A device that allows parents to keep a watch on what their children are viewing, even when apart, has been developed by researchers at the University of Tsukuba.
The technology builds on existing devices that can track the location of a child, but this gadget also monitors what the child is seeing, and even their pulse. If a child's heart rate is faster than usual, it snaps a photo of their point-of-view and alerts parents via email.
A password-protected website allows parents to access an activity log and photos taken during the day.
Along with a camera, the device holds an accelerometer with gyroscope, a GPS receiver and a digital compass. The heart rate monitor sits under clothing.

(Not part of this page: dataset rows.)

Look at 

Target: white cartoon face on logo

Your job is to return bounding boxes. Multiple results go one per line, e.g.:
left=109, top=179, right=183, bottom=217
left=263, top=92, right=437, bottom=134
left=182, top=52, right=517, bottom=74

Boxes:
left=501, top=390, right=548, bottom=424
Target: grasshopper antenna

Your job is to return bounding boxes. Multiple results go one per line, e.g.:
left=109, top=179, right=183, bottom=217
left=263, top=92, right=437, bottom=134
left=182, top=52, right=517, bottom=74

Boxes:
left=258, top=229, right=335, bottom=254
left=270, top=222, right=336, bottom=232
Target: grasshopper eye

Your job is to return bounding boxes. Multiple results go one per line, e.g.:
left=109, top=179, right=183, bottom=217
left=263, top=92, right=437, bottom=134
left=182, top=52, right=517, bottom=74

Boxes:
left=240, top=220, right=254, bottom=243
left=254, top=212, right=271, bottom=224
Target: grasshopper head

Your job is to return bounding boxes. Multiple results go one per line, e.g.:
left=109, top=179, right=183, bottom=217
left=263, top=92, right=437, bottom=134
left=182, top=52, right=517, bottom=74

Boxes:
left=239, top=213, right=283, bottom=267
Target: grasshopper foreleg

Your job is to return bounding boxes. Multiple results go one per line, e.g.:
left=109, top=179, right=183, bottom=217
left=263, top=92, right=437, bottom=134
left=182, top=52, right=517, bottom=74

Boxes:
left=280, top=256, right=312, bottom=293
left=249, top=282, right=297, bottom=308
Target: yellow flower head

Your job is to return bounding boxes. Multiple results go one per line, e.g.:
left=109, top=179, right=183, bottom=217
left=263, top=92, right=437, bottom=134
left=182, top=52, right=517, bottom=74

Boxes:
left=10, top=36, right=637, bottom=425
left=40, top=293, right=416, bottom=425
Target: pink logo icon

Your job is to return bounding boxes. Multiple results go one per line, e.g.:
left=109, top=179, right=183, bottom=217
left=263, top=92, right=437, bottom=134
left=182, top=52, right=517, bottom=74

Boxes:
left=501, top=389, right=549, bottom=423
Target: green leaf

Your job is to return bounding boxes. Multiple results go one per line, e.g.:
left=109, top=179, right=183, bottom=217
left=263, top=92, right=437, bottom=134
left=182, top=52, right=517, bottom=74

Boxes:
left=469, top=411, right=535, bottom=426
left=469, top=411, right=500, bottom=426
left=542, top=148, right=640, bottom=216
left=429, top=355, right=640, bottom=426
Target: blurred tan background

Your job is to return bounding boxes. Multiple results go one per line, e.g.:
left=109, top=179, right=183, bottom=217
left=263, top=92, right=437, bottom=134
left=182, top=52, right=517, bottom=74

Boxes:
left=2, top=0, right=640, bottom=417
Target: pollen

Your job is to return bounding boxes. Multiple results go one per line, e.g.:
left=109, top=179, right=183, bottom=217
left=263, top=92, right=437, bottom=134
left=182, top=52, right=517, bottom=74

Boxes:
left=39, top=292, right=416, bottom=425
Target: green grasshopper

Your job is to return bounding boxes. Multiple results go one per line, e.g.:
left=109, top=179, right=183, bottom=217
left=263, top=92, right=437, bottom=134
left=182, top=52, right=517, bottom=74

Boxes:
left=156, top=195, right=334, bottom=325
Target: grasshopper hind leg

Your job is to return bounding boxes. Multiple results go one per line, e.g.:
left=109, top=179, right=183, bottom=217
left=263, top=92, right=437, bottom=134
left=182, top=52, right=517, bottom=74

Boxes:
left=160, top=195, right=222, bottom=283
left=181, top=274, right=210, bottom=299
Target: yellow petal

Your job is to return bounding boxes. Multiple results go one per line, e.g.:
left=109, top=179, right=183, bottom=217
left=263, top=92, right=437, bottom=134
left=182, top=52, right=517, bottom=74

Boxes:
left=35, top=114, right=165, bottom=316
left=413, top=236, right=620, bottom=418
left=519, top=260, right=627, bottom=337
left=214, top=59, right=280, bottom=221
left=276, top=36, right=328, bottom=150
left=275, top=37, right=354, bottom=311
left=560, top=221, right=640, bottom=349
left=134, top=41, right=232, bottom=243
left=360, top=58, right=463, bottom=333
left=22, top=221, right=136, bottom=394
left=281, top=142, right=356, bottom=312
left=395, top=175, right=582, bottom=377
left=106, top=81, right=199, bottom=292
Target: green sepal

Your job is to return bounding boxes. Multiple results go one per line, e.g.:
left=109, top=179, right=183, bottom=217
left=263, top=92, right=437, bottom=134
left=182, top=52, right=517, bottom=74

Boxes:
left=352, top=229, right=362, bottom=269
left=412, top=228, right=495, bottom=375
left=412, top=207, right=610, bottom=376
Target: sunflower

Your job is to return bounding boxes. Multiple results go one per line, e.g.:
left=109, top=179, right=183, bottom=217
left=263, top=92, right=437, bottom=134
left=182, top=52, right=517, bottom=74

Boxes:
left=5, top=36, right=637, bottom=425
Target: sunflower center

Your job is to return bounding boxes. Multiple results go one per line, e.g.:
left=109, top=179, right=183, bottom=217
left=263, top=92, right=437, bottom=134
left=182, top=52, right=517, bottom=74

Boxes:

"The devices have been sturdy and have endured kids falling off of play equipment and accidentally hitting them," New Scientist quoted Seung-Hee Lee as saying.
To minimize exposure to electromagnetic waves, the units are set to emit signals that are only a hundredth of what an average cellphone emits.
Currently, each device costs roughly 100,000 yen (800 pounds) but with cheaper sensors, the team aims to manufacture the devices for half that price.
Lee also sees the device being used in the care of people with dementia.
However, many believe that it would ruffle a few feathers in Europe and US, if not in Japan.
"Standards of privacy are low here. In the US or Europe, there would be much more controversy surrounding such child-tracking devices," said Kenji Kiyonaga, who researches child safety at Japan Women's University in Tama, Kawasaki.